What is the rationalizing factor for \[\sqrt{xy}\]?

Answer 1

Hint: We are given to find the rationalizing factor of \[\sqrt{xy}\]. Rationalizing factor is nothing but when two surds are multiplied with each other, gives us the product in the form of a rational number. So we have to find a term such that, when multiplied by \[\sqrt{xy}\] gives us a rational number.

Complete step-by-step solution:
Now let us have a brief regarding the rationalizing factor. The factor of multiplication by which rationalization is done is known as rationalizing factor. If a product of two surds is a rational number, then each of them is a rationalizing factor to others.

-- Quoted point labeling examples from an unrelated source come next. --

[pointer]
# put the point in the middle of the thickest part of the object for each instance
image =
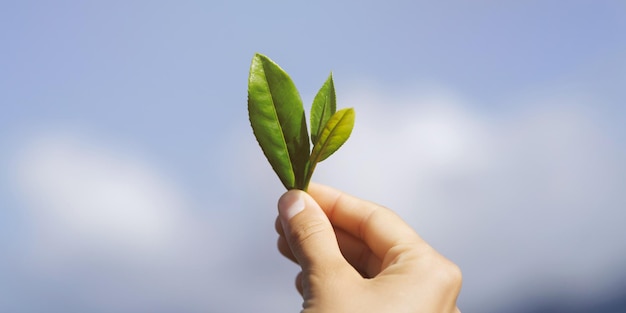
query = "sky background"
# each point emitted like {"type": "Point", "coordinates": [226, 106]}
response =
{"type": "Point", "coordinates": [130, 180]}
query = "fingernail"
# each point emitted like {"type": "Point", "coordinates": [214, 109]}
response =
{"type": "Point", "coordinates": [290, 204]}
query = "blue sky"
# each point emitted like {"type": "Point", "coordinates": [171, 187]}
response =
{"type": "Point", "coordinates": [130, 180]}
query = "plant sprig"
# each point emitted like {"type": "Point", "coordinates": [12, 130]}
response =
{"type": "Point", "coordinates": [278, 121]}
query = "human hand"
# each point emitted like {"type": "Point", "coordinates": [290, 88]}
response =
{"type": "Point", "coordinates": [357, 256]}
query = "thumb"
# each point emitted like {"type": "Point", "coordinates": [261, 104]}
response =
{"type": "Point", "coordinates": [308, 231]}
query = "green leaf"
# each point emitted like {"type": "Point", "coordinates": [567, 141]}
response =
{"type": "Point", "coordinates": [332, 137]}
{"type": "Point", "coordinates": [324, 106]}
{"type": "Point", "coordinates": [278, 121]}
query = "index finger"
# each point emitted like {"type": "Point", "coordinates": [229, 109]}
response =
{"type": "Point", "coordinates": [380, 228]}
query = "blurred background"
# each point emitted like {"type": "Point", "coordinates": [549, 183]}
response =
{"type": "Point", "coordinates": [130, 180]}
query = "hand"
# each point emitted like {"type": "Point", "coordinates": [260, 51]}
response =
{"type": "Point", "coordinates": [357, 256]}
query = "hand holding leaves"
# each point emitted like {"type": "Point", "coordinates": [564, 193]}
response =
{"type": "Point", "coordinates": [279, 124]}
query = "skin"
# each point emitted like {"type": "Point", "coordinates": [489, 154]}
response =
{"type": "Point", "coordinates": [357, 256]}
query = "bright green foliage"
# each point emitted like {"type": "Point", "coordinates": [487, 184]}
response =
{"type": "Point", "coordinates": [278, 122]}
{"type": "Point", "coordinates": [324, 106]}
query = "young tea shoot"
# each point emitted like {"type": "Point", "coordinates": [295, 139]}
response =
{"type": "Point", "coordinates": [279, 124]}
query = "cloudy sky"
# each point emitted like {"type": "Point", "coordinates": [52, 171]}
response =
{"type": "Point", "coordinates": [130, 180]}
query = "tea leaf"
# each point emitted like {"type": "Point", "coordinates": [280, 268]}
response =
{"type": "Point", "coordinates": [332, 137]}
{"type": "Point", "coordinates": [277, 117]}
{"type": "Point", "coordinates": [324, 106]}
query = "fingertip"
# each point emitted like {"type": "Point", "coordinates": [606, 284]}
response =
{"type": "Point", "coordinates": [290, 204]}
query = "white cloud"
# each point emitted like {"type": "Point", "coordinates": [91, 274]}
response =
{"type": "Point", "coordinates": [520, 199]}
{"type": "Point", "coordinates": [81, 192]}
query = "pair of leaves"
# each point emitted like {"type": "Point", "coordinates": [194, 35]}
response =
{"type": "Point", "coordinates": [279, 124]}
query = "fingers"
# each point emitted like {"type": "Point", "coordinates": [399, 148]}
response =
{"type": "Point", "coordinates": [378, 227]}
{"type": "Point", "coordinates": [308, 233]}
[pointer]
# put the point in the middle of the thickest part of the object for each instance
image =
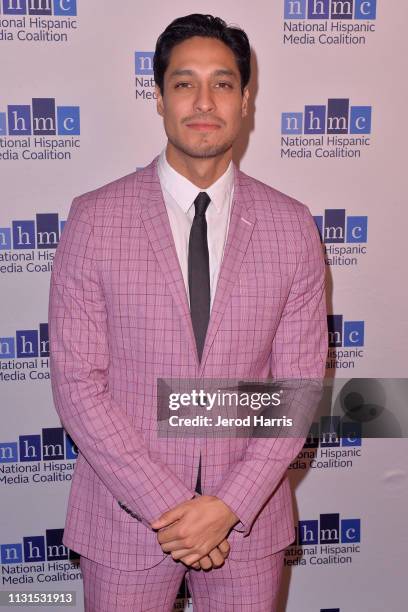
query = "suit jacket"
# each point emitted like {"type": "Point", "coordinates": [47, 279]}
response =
{"type": "Point", "coordinates": [119, 319]}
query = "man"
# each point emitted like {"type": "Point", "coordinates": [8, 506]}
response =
{"type": "Point", "coordinates": [187, 268]}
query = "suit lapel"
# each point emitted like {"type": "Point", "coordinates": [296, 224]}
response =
{"type": "Point", "coordinates": [157, 225]}
{"type": "Point", "coordinates": [242, 222]}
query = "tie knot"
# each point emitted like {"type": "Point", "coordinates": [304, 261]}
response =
{"type": "Point", "coordinates": [201, 202]}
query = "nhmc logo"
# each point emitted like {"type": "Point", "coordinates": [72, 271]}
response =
{"type": "Point", "coordinates": [338, 117]}
{"type": "Point", "coordinates": [39, 7]}
{"type": "Point", "coordinates": [330, 431]}
{"type": "Point", "coordinates": [329, 529]}
{"type": "Point", "coordinates": [52, 444]}
{"type": "Point", "coordinates": [336, 227]}
{"type": "Point", "coordinates": [330, 9]}
{"type": "Point", "coordinates": [344, 333]}
{"type": "Point", "coordinates": [144, 63]}
{"type": "Point", "coordinates": [43, 233]}
{"type": "Point", "coordinates": [41, 118]}
{"type": "Point", "coordinates": [26, 344]}
{"type": "Point", "coordinates": [35, 549]}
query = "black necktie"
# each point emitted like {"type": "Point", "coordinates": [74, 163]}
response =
{"type": "Point", "coordinates": [199, 272]}
{"type": "Point", "coordinates": [199, 281]}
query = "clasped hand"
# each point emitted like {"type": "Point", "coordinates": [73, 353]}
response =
{"type": "Point", "coordinates": [195, 531]}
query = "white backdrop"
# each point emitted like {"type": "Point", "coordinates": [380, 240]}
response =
{"type": "Point", "coordinates": [92, 61]}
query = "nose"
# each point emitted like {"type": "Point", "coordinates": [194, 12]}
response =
{"type": "Point", "coordinates": [204, 101]}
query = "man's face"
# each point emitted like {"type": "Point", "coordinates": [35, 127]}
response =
{"type": "Point", "coordinates": [202, 104]}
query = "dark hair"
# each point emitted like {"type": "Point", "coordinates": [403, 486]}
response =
{"type": "Point", "coordinates": [208, 26]}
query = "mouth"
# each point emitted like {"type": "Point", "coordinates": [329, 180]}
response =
{"type": "Point", "coordinates": [203, 127]}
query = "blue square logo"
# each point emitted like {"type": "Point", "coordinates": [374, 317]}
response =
{"type": "Point", "coordinates": [27, 343]}
{"type": "Point", "coordinates": [292, 123]}
{"type": "Point", "coordinates": [315, 119]}
{"type": "Point", "coordinates": [3, 124]}
{"type": "Point", "coordinates": [34, 549]}
{"type": "Point", "coordinates": [65, 7]}
{"type": "Point", "coordinates": [8, 452]}
{"type": "Point", "coordinates": [318, 10]}
{"type": "Point", "coordinates": [19, 120]}
{"type": "Point", "coordinates": [11, 553]}
{"type": "Point", "coordinates": [342, 9]}
{"type": "Point", "coordinates": [366, 9]}
{"type": "Point", "coordinates": [30, 447]}
{"type": "Point", "coordinates": [351, 434]}
{"type": "Point", "coordinates": [360, 120]}
{"type": "Point", "coordinates": [144, 62]}
{"type": "Point", "coordinates": [68, 120]}
{"type": "Point", "coordinates": [295, 9]}
{"type": "Point", "coordinates": [7, 348]}
{"type": "Point", "coordinates": [353, 333]}
{"type": "Point", "coordinates": [16, 7]}
{"type": "Point", "coordinates": [23, 234]}
{"type": "Point", "coordinates": [350, 530]}
{"type": "Point", "coordinates": [5, 238]}
{"type": "Point", "coordinates": [357, 229]}
{"type": "Point", "coordinates": [308, 533]}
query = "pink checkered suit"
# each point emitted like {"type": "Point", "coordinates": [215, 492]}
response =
{"type": "Point", "coordinates": [119, 319]}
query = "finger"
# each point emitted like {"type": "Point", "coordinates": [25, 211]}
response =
{"type": "Point", "coordinates": [216, 557]}
{"type": "Point", "coordinates": [224, 548]}
{"type": "Point", "coordinates": [183, 552]}
{"type": "Point", "coordinates": [206, 562]}
{"type": "Point", "coordinates": [190, 559]}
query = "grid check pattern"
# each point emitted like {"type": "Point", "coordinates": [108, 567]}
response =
{"type": "Point", "coordinates": [119, 319]}
{"type": "Point", "coordinates": [234, 587]}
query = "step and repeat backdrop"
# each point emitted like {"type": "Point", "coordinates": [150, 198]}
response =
{"type": "Point", "coordinates": [77, 110]}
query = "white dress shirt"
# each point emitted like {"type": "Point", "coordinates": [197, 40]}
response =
{"type": "Point", "coordinates": [179, 194]}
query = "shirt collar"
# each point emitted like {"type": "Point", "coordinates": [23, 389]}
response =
{"type": "Point", "coordinates": [185, 192]}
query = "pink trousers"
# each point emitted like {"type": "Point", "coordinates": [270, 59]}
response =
{"type": "Point", "coordinates": [235, 587]}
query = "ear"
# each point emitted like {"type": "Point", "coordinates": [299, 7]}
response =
{"type": "Point", "coordinates": [159, 103]}
{"type": "Point", "coordinates": [244, 106]}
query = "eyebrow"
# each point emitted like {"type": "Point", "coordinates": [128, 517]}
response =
{"type": "Point", "coordinates": [188, 72]}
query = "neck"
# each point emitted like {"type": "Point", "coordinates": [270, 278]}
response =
{"type": "Point", "coordinates": [201, 171]}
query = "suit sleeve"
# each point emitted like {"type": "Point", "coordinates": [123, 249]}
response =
{"type": "Point", "coordinates": [79, 365]}
{"type": "Point", "coordinates": [298, 353]}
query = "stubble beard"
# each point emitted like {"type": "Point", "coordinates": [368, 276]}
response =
{"type": "Point", "coordinates": [203, 150]}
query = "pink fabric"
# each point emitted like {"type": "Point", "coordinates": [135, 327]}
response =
{"type": "Point", "coordinates": [237, 586]}
{"type": "Point", "coordinates": [119, 319]}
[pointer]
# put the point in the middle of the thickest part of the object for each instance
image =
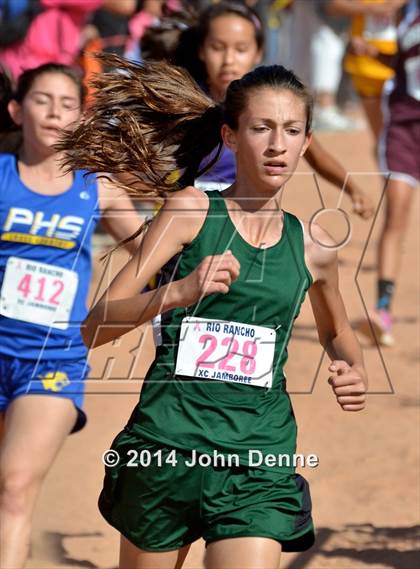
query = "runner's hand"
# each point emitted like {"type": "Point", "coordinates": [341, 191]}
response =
{"type": "Point", "coordinates": [213, 275]}
{"type": "Point", "coordinates": [348, 386]}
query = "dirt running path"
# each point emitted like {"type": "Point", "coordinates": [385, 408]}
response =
{"type": "Point", "coordinates": [365, 490]}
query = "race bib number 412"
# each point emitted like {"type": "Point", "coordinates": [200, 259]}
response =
{"type": "Point", "coordinates": [226, 351]}
{"type": "Point", "coordinates": [38, 293]}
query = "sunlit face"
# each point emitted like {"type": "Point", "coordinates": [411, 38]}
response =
{"type": "Point", "coordinates": [270, 137]}
{"type": "Point", "coordinates": [51, 104]}
{"type": "Point", "coordinates": [229, 51]}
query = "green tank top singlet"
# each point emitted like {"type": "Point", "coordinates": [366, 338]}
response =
{"type": "Point", "coordinates": [209, 415]}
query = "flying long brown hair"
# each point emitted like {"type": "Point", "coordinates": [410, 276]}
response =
{"type": "Point", "coordinates": [150, 121]}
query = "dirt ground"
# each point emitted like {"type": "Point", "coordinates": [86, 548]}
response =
{"type": "Point", "coordinates": [365, 490]}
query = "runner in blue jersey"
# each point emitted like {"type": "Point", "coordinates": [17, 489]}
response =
{"type": "Point", "coordinates": [245, 265]}
{"type": "Point", "coordinates": [46, 223]}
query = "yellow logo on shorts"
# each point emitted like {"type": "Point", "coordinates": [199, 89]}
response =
{"type": "Point", "coordinates": [55, 380]}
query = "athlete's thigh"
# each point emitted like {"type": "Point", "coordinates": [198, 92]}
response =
{"type": "Point", "coordinates": [131, 557]}
{"type": "Point", "coordinates": [243, 553]}
{"type": "Point", "coordinates": [35, 427]}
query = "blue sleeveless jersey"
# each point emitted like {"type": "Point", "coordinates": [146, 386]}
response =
{"type": "Point", "coordinates": [45, 265]}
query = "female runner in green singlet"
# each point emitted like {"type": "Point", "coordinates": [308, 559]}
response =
{"type": "Point", "coordinates": [216, 387]}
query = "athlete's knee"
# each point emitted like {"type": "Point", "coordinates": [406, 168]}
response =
{"type": "Point", "coordinates": [18, 487]}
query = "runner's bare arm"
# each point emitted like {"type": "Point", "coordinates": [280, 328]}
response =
{"type": "Point", "coordinates": [124, 305]}
{"type": "Point", "coordinates": [119, 216]}
{"type": "Point", "coordinates": [348, 375]}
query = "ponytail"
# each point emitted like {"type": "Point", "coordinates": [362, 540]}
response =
{"type": "Point", "coordinates": [148, 120]}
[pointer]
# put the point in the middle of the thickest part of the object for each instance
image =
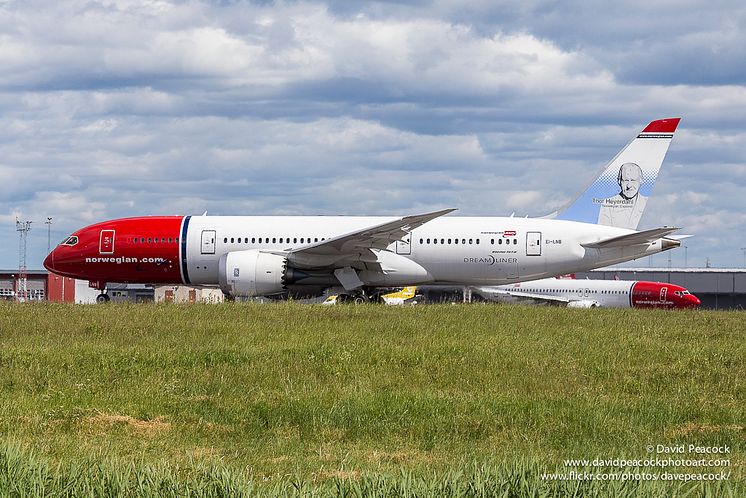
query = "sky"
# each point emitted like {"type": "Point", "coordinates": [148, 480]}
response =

This is the basic principle involved in the surds.
The general rule of a surd under rationalization is \[\sqrt{a}\times \sqrt{a}=a\].
Since our given \[\sqrt{xy}\] is in the form of the above mentioned rule, we will be proceeding with the same method.
On rationalizing \[\sqrt{xy}\] by considering \[\sqrt{xy}\] as rationalizing factor, we get-
\[\sqrt{xy}\times \sqrt{xy}=xy\]
\[\therefore \] The rationalizing factor of \[\sqrt{xy}\] is \[\sqrt{xy}\] itself since it is a surd.

Note: In order to rationalize the complex surds where the surds are in order two, conjugates are used to rationalize the surds. This comes from the formula \[{{a}^{2}}-{{b}^{2}} = \left( a+b \right)\left( a-b \right)\]. So in complex surds order 2 surds get squared off and denominators are converted to rational numbers.
For example, consider the complex surd \[\dfrac{1}{\sqrt[2]{2}-1}\].
The denominator \[\sqrt[2]{2}-1\] is to be converted into a rational number. Let us apply the formula \[{{a}^{2}}-{{b}^{2}}=\left( a+b \right)\left( a-b \right)\].
We get,
\[\begin{align}
  & \dfrac{1}{\sqrt[2]{2}-1} \\
 & =\dfrac{\left( \sqrt[2]{2}+1 \right)}{\left( \sqrt[2]{2}-1 \right)\left( \sqrt[2]{2}+1 \right)} \\
 & =\dfrac{\sqrt[2]{2}+1}{2-1} \\
 & =\sqrt[2]{2}+1 \\
\end{align}\]
Hence the rationalizing factor is obtained.